O que não se repetirá garantidamente será o contexto do próximo álbum. Se Cavalo nasceu de um período de mudança, de descoberta de um músico num meio diferente, a estabelecer-se e a ambientar-se a uma nova cidade, com o que isso implica de questionamento pessoal e de construção de uma nova identidade enquanto estrangeiro (o mesmo estrangeiro que se apresentava em Mon nom), o seu sucessor está a ser criado num clima diferente. “Não preciso abandonar tudo e me suicidar de toda a vez que escrevo”, diz. “Naquele momento foi importante e um teste para entender que parte do meu discurso sobrevive a esse suicídio metafórico. Mas não há necessidade de fazer tudo isso de novo.”

O fim do mundo

Brasileiro a viver nos Estados Unidos, Rodrigo Amarante está naturalmente atento às prementes questões políticas instaladas e anunciadas em ambos os países. Ao PÚBLICO, revela a sua preocupação com “o fascismo voltando a ser uma ideia aceitável em vários países do mundo – e isso é uma coisa terrível”. Nos Estados Unidos, onde “é aterrorizante ver quanta gente simpatiza com Donald Trump”, diz-se surpreendido pela quantidade de “gente que votou e advogou pelo Bernie Sanders, dado que ele se promoveu com ideias social-democratas, uma coisa que nessa terra é como se fosse palavrão”. O seu diagnóstico, comum a muitas outras nações, é o estado de uma democracia em que as políticas prosseguidas não reflectem as políticas prometidas. E arrisca prever o ponto em que política e apocalipse coincidiriam: “Se o Trump vencesse as eleições é provável que fosse o fim do mundo, literalmente, mas não acho que vá acontecer.”
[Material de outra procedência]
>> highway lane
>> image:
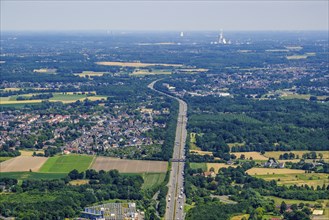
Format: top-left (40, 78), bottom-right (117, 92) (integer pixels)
top-left (148, 80), bottom-right (187, 220)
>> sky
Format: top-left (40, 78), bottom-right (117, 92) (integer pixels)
top-left (1, 0), bottom-right (328, 31)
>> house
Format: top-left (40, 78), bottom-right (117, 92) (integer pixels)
top-left (264, 158), bottom-right (284, 168)
top-left (203, 171), bottom-right (216, 178)
top-left (312, 210), bottom-right (324, 215)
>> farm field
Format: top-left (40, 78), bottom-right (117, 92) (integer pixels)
top-left (0, 93), bottom-right (107, 105)
top-left (39, 155), bottom-right (94, 173)
top-left (286, 55), bottom-right (308, 60)
top-left (141, 172), bottom-right (166, 190)
top-left (190, 163), bottom-right (207, 171)
top-left (130, 69), bottom-right (172, 76)
top-left (33, 68), bottom-right (57, 73)
top-left (265, 196), bottom-right (329, 206)
top-left (246, 167), bottom-right (305, 175)
top-left (264, 151), bottom-right (329, 160)
top-left (0, 172), bottom-right (67, 180)
top-left (91, 157), bottom-right (167, 173)
top-left (1, 87), bottom-right (22, 91)
top-left (232, 152), bottom-right (268, 160)
top-left (281, 94), bottom-right (328, 100)
top-left (0, 156), bottom-right (48, 172)
top-left (207, 163), bottom-right (237, 172)
top-left (255, 173), bottom-right (329, 187)
top-left (96, 61), bottom-right (183, 67)
top-left (74, 71), bottom-right (106, 78)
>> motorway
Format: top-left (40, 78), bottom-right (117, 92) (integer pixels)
top-left (148, 80), bottom-right (187, 220)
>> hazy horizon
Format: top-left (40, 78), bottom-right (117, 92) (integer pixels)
top-left (1, 1), bottom-right (328, 31)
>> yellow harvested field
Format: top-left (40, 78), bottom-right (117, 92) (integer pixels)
top-left (207, 163), bottom-right (237, 171)
top-left (91, 157), bottom-right (167, 173)
top-left (130, 70), bottom-right (172, 76)
top-left (84, 96), bottom-right (107, 101)
top-left (0, 99), bottom-right (44, 104)
top-left (19, 150), bottom-right (44, 156)
top-left (2, 87), bottom-right (21, 91)
top-left (33, 68), bottom-right (57, 73)
top-left (231, 214), bottom-right (250, 220)
top-left (179, 68), bottom-right (209, 72)
top-left (264, 151), bottom-right (329, 160)
top-left (246, 168), bottom-right (305, 175)
top-left (285, 46), bottom-right (303, 50)
top-left (96, 61), bottom-right (183, 67)
top-left (286, 55), bottom-right (308, 60)
top-left (74, 71), bottom-right (105, 78)
top-left (0, 156), bottom-right (48, 172)
top-left (69, 179), bottom-right (89, 185)
top-left (232, 152), bottom-right (268, 160)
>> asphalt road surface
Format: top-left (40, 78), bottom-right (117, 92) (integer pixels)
top-left (148, 80), bottom-right (187, 220)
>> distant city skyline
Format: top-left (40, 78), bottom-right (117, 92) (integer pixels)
top-left (1, 1), bottom-right (328, 31)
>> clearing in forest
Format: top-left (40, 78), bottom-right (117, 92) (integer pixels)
top-left (207, 163), bottom-right (237, 172)
top-left (232, 152), bottom-right (268, 160)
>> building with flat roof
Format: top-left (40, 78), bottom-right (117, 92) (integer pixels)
top-left (81, 203), bottom-right (141, 220)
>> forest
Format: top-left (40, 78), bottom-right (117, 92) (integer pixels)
top-left (0, 169), bottom-right (145, 219)
top-left (186, 96), bottom-right (329, 152)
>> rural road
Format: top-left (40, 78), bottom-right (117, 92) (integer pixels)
top-left (148, 80), bottom-right (187, 220)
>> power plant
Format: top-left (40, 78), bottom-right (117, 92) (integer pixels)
top-left (211, 29), bottom-right (231, 44)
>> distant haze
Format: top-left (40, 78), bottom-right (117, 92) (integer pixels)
top-left (1, 1), bottom-right (328, 31)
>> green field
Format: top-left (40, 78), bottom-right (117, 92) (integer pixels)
top-left (190, 163), bottom-right (207, 171)
top-left (141, 172), bottom-right (166, 190)
top-left (255, 173), bottom-right (329, 187)
top-left (1, 93), bottom-right (107, 105)
top-left (0, 157), bottom-right (13, 163)
top-left (184, 203), bottom-right (195, 213)
top-left (39, 155), bottom-right (94, 173)
top-left (265, 196), bottom-right (328, 206)
top-left (0, 172), bottom-right (67, 180)
top-left (49, 93), bottom-right (88, 101)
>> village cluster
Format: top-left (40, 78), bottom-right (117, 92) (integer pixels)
top-left (0, 104), bottom-right (169, 155)
top-left (164, 63), bottom-right (329, 99)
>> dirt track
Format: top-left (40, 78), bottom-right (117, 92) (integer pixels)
top-left (91, 157), bottom-right (167, 173)
top-left (0, 156), bottom-right (48, 172)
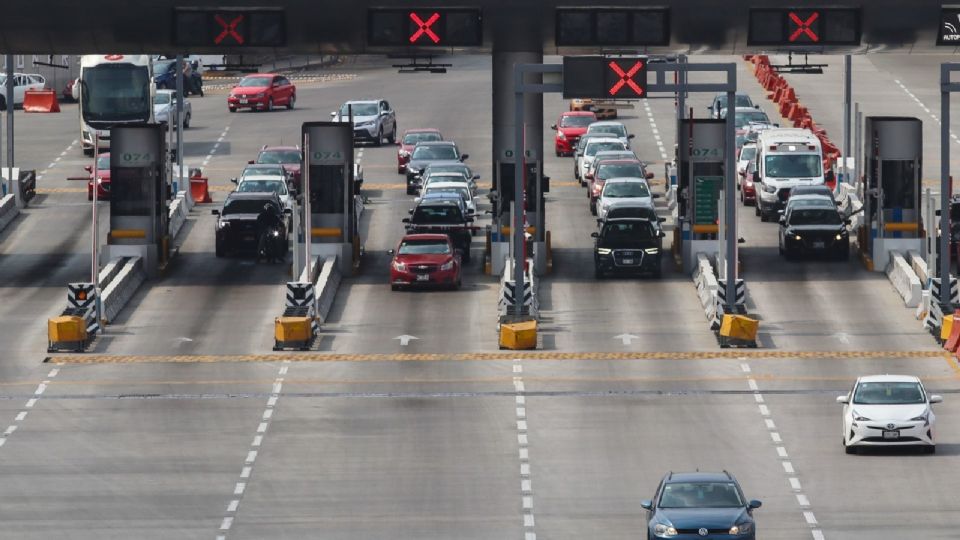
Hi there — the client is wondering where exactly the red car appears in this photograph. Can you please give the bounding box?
[250,145,301,189]
[397,128,443,174]
[740,160,757,206]
[552,111,597,157]
[86,153,111,201]
[389,234,462,290]
[227,73,296,113]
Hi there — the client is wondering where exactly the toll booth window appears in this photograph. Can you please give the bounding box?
[310,165,345,214]
[880,160,916,210]
[763,155,821,178]
[110,167,154,216]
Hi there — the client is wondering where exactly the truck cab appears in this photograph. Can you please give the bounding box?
[753,128,824,222]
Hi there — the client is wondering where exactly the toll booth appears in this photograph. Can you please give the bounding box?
[492,156,545,275]
[106,124,168,278]
[678,119,727,271]
[301,122,357,274]
[863,116,922,267]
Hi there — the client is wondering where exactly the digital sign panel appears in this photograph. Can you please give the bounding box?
[368,8,483,47]
[938,8,960,45]
[563,56,647,100]
[556,8,669,47]
[748,8,860,46]
[173,9,286,47]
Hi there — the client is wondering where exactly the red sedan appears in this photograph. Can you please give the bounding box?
[552,111,597,156]
[86,153,111,201]
[740,160,757,206]
[227,73,296,112]
[250,145,301,189]
[397,128,443,174]
[389,234,462,290]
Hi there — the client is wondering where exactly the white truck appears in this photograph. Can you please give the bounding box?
[75,54,155,156]
[753,128,824,222]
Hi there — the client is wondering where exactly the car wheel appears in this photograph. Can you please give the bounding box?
[754,204,761,217]
[228,107,237,113]
[844,442,857,455]
[391,284,399,291]
[0,95,6,111]
[590,200,597,216]
[287,94,295,110]
[375,127,383,147]
[183,113,191,129]
[594,267,604,279]
[779,242,784,255]
[266,97,273,112]
[924,445,936,454]
[555,150,561,157]
[388,124,397,144]
[652,262,662,279]
[215,242,225,258]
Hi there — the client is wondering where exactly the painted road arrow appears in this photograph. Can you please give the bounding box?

No Brasil actual identifica “a ideia mais perigosa da nossa era: o ultra-capitalismo, o neoliberalismo que propaga esta noção de que o Estado é o inimigo e de que é preciso reduzir os gastos, de que a saúde de uma economia é não gastar, é não servir o povo, é deixar o mercado mandar”. Apesar de ligar este quadro a uma corrupção generalizada e à manipulação dos media, Rodrigo Amarante não desliga a chamada sem declarar a sua esperança em dias melhores. “Enfim, é preciso não nos deixarmos desencorajar.”